Fluorescence detection method of the invention can carry out fluorogenic quantitative detection to alkaline phosphatase activities, and detection is limited to The advantages that 0.1mU/mL has high sensitivity, highly selective, the wide range of linearity.

Fluorescence detection method of the invention can dilution human serum sample in detect, therefore it is potential be applied to face The accurate quick detection of bed sample activity change of Alkaline phosphatase.

For the present invention to operator without special technical requirement, required instrument popularity is higher, and required reagent is business Change product, it is required easy to operate, reproducible.

Detailed description of the invention

Invention is further described in detail with reference to the accompanying drawings and detailed description.

Fig. 1 is the fluorescence detection method schematic diagram of alkaline phosphatase activities of the present invention.

Fig. 2 is that the present invention utilizes fluorescence spectrum detection of alkaline phosphatase feasibility analysis figure.

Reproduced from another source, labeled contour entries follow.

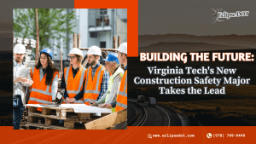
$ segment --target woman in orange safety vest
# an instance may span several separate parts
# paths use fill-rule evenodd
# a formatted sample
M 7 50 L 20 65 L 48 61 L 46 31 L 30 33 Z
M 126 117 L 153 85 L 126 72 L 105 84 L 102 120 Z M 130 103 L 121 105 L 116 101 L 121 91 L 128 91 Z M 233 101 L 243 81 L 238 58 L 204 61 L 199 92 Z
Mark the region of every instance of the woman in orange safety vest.
M 73 48 L 68 54 L 71 66 L 64 69 L 61 89 L 65 89 L 65 102 L 84 104 L 85 67 L 82 66 L 83 52 Z M 63 102 L 64 103 L 64 102 Z
M 30 71 L 34 82 L 30 87 L 31 93 L 28 104 L 49 104 L 58 90 L 58 70 L 52 62 L 52 52 L 44 49 L 40 52 L 38 64 Z M 42 108 L 38 107 L 38 111 Z

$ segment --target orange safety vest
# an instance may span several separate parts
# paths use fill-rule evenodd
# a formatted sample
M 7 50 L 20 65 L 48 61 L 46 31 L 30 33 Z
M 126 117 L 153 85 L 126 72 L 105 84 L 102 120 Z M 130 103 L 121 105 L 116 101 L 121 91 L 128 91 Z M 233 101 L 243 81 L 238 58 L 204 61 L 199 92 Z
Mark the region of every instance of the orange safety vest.
M 115 112 L 127 108 L 127 70 L 121 81 L 120 89 L 116 98 Z
M 84 84 L 84 102 L 85 105 L 90 105 L 86 100 L 96 101 L 100 95 L 101 84 L 102 83 L 103 73 L 105 68 L 102 65 L 100 65 L 96 69 L 94 78 L 92 79 L 91 67 L 89 67 L 86 73 L 86 81 Z
M 83 84 L 85 79 L 85 68 L 79 68 L 76 76 L 73 78 L 72 66 L 64 69 L 64 79 L 66 83 L 66 89 L 70 99 L 74 98 L 82 89 Z M 63 103 L 65 103 L 63 101 Z M 84 98 L 75 101 L 73 103 L 83 104 Z
M 51 85 L 45 85 L 46 74 L 40 81 L 40 70 L 32 67 L 30 70 L 32 81 L 34 83 L 30 87 L 31 93 L 28 100 L 28 104 L 49 104 L 52 101 Z M 58 72 L 54 73 L 53 79 L 59 75 Z M 57 76 L 59 77 L 59 76 Z M 38 107 L 38 111 L 42 111 L 42 108 Z

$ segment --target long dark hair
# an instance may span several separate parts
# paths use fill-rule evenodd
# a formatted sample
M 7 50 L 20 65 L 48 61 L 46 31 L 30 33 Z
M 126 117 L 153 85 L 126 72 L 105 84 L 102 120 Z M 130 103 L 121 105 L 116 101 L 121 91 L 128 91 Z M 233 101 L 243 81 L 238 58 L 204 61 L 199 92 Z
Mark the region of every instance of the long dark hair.
M 46 74 L 45 85 L 51 85 L 54 73 L 55 72 L 59 72 L 59 71 L 55 67 L 55 65 L 52 63 L 50 56 L 46 53 L 42 53 L 42 54 L 45 54 L 47 55 L 47 61 L 48 61 L 48 66 L 44 72 Z M 36 65 L 36 68 L 39 69 L 41 66 L 42 66 L 42 64 L 40 62 L 40 56 L 39 56 L 39 60 L 38 61 L 38 64 Z

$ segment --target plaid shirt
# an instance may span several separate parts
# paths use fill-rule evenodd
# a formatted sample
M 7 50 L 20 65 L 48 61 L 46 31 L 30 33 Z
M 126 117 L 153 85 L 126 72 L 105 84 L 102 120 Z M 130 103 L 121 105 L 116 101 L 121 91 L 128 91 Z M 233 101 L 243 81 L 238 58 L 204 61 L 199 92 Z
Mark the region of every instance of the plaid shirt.
M 97 63 L 95 67 L 91 66 L 92 79 L 94 78 L 96 69 L 99 67 L 100 65 L 101 65 L 100 63 Z M 105 70 L 104 73 L 103 73 L 102 83 L 101 84 L 101 91 L 100 91 L 99 96 L 97 98 L 97 101 L 101 99 L 101 97 L 103 95 L 103 94 L 105 92 L 107 92 L 109 77 L 110 77 L 109 73 Z

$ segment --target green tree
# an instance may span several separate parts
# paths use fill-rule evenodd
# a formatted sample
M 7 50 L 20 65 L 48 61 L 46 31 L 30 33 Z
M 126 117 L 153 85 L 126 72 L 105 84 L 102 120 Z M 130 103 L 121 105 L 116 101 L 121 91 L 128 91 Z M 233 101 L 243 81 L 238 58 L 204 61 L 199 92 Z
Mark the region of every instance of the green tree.
M 67 45 L 68 40 L 67 32 L 73 33 L 72 29 L 76 26 L 76 23 L 70 22 L 75 19 L 74 11 L 69 10 L 68 13 L 65 13 L 66 10 L 66 9 L 38 9 L 39 49 L 54 46 L 49 43 L 49 38 L 57 42 L 62 38 L 64 43 L 62 44 Z M 36 9 L 15 9 L 14 31 L 15 37 L 37 40 Z M 60 43 L 55 45 L 57 48 L 61 47 Z

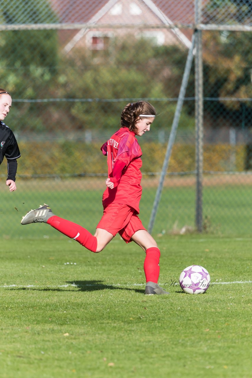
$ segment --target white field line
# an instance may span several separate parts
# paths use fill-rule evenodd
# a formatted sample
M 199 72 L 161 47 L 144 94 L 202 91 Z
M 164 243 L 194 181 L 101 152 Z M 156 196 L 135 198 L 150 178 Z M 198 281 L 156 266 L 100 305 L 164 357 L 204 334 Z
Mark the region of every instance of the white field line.
M 167 284 L 169 283 L 168 282 L 166 282 L 166 284 Z M 232 285 L 234 284 L 251 284 L 252 283 L 252 280 L 249 280 L 247 281 L 232 281 L 229 282 L 211 282 L 211 284 L 212 285 Z M 165 285 L 165 284 L 159 284 L 160 286 L 164 286 Z M 101 284 L 102 285 L 102 284 Z M 176 286 L 179 285 L 179 284 L 176 282 L 174 282 L 174 283 L 172 284 L 169 283 L 169 286 Z M 12 287 L 25 287 L 25 288 L 43 288 L 43 287 L 48 287 L 48 288 L 62 288 L 62 287 L 83 287 L 85 286 L 99 286 L 99 284 L 97 285 L 93 285 L 92 284 L 87 284 L 87 285 L 76 285 L 75 284 L 68 284 L 66 285 L 2 285 L 0 286 L 0 288 L 8 288 Z M 111 285 L 106 285 L 106 286 L 109 287 L 110 286 L 121 286 L 122 284 L 112 284 Z M 126 285 L 124 284 L 124 286 L 126 286 Z M 145 284 L 129 284 L 129 286 L 141 286 L 145 287 Z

The Fluorescent silicon nanoparticle spectrogram (A) that Fig. 3 synthesizes for 1, 4-benzenediol (HQ) with DAMO, transmission electron microscope picture (B), (wherein a, b, c are respectively that HQ, DAMO and silicon nano are inhaled for Fourier transform infrared spectrogram (C) and x-ray photoelectron spectroscopy figure (D) Receive spectrum；D, e are respectively the fluorescence excitation and emission spectra of silicon nano).

Fig. 4 is solution fluorescence spectrum in the present invention with the change curve (A) and standard working curve of alkaline phosphatase activities (B)；Control alkaline phosphatase activities are 0,0.1mU/mL, 0.2mU/mL, 0.3mU/mL, 0.5mU/mL, 0.7mU/mL, 0.9mU/ ML, 1mU/mL, 2mU/mL, 3mU/mL, 5mU/mL, 10mU/mL, 15mU/mL, 20mU/mL, 30mU/mL, 40mU/mL, 50mU/ mL。

Fig. 5 is that the present invention is used for the active specific outcome figure of detection of alkaline phosphatase；The potential interference enzyme or egg of selection White matter includes lysozyme LZM, human serum albumin HSA, glucose oxidase GOx, endonuclease EcoR I, bovine serum albumin White BSA and trypsase Trypsin.

Fig. 6 is alkaline phosphatase activities testing result figure of the present invention in dilution human serum sample (1%).

Specific embodiment

Below in conjunction with embodiment, the present invention is further elaborated with attached drawing, and following embodiment is only of the invention preferred Embodiment in order to more fully understand the present invention, thus should not be taken as limiting the scope of the invention.The method is conventional side Method, the raw material can be obtained from public commercial source.